JAKARTA – Stimulus dan program belanja selama periode Ramadan hingga Idulfitri 1447 H/2026 memberikan dampak nyata terhadap peningkatan konsumsi masyarakat. Hal ini tercermin dari meningkatnya transaksi domestik serta aktivitas ekonomi di berbagai sektor.
Menteri Koordinator Bidang Perekonomian, Airlangga Hartarto, menyampaikan bahwa program Belanja di Indonesia Aja (BINA) Lebaran 2026 menjadi salah satu pendorong utama konsumsi masyarakat.
“Program ini menargetkan transaksi sekitar Rp53,38 triliun atau meningkat sekitar 20% dibandingkan tahun lalu,” ujarnya.

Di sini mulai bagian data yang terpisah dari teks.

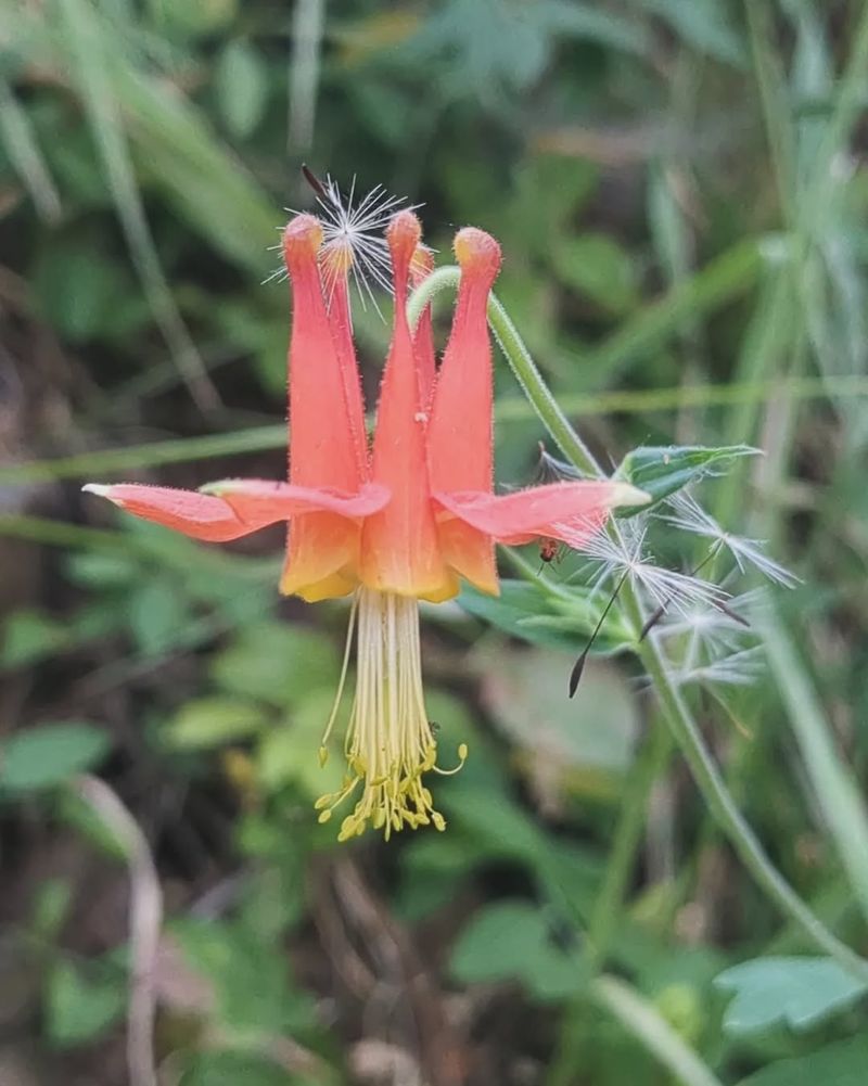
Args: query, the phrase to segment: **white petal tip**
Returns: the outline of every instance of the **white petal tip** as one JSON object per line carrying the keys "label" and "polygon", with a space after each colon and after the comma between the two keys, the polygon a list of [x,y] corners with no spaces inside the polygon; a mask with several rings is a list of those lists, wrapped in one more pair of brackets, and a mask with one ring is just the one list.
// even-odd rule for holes
{"label": "white petal tip", "polygon": [[631,487],[629,482],[616,482],[608,504],[615,508],[620,505],[647,505],[650,501],[651,494],[639,490],[638,487]]}
{"label": "white petal tip", "polygon": [[115,504],[117,504],[116,500],[111,495],[111,487],[104,487],[99,482],[87,482],[81,488],[81,491],[85,494],[96,494],[97,497],[108,497],[110,502],[115,502]]}

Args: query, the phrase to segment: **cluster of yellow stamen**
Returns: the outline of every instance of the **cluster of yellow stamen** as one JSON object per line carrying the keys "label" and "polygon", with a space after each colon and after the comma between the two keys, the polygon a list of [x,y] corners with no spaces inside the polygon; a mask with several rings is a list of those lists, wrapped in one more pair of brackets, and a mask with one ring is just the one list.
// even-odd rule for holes
{"label": "cluster of yellow stamen", "polygon": [[341,823],[339,841],[357,836],[368,828],[382,830],[386,839],[405,825],[445,829],[445,819],[435,810],[423,774],[455,772],[464,765],[467,747],[458,747],[458,766],[442,770],[436,765],[437,741],[425,709],[419,645],[419,614],[415,598],[390,592],[360,589],[353,604],[338,698],[323,746],[320,763],[328,757],[327,742],[337,716],[347,678],[353,627],[357,629],[355,699],[347,729],[344,754],[349,771],[341,787],[316,801],[319,821],[328,822],[335,810],[361,786],[352,813]]}

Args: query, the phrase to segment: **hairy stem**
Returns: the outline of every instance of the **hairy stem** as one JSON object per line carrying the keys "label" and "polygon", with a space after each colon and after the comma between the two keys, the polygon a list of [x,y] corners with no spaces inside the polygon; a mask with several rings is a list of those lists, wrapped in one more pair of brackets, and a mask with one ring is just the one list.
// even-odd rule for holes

Menurut Airlangga, konsistensi pelaksanaan program tersebut mampu menjaga daya beli masyarakat dan memperkuat ekonomi domestik, khususnya pada periode hari besar keagamaan.
Sejalan dengan itu, Kamar Dagang dan Industri (Kadin) Indonesia mencatat adanya lonjakan konsumsi rumah tangga selama libur Lebaran. Peningkatannya diperkirakan berada pada kisaran 10% hingga 15%, yang turut mendorong perputaran uang di masyarakat.
Wakil Ketua Umum Kadin Bidang Otonomi Daerah, Sarman Simanjorang, menilai peningkatan konsumsi tersebut menjadi faktor penting dalam menopang pertumbuhan ekonomi kuartal pertama.
“Perputaran uang selama perayaan dan libur Idul Fitri 1447 H dengan konsumsi rumah tangga yang melonjak rata-rata 10%-15% menjadi momentum untuk mengerek pertumbuhan ekonomi nasional kuartal I-2026 yang ditargetkan sebesar 5,4% sampai 5,5%,” ujarnya.
Ia menambahkan, optimisme tersebut juga didukung oleh rangkaian momentum konsumsi sejak awal tahun, mulai dari libur Natal dan Tahun Baru hingga perayaan Imlek.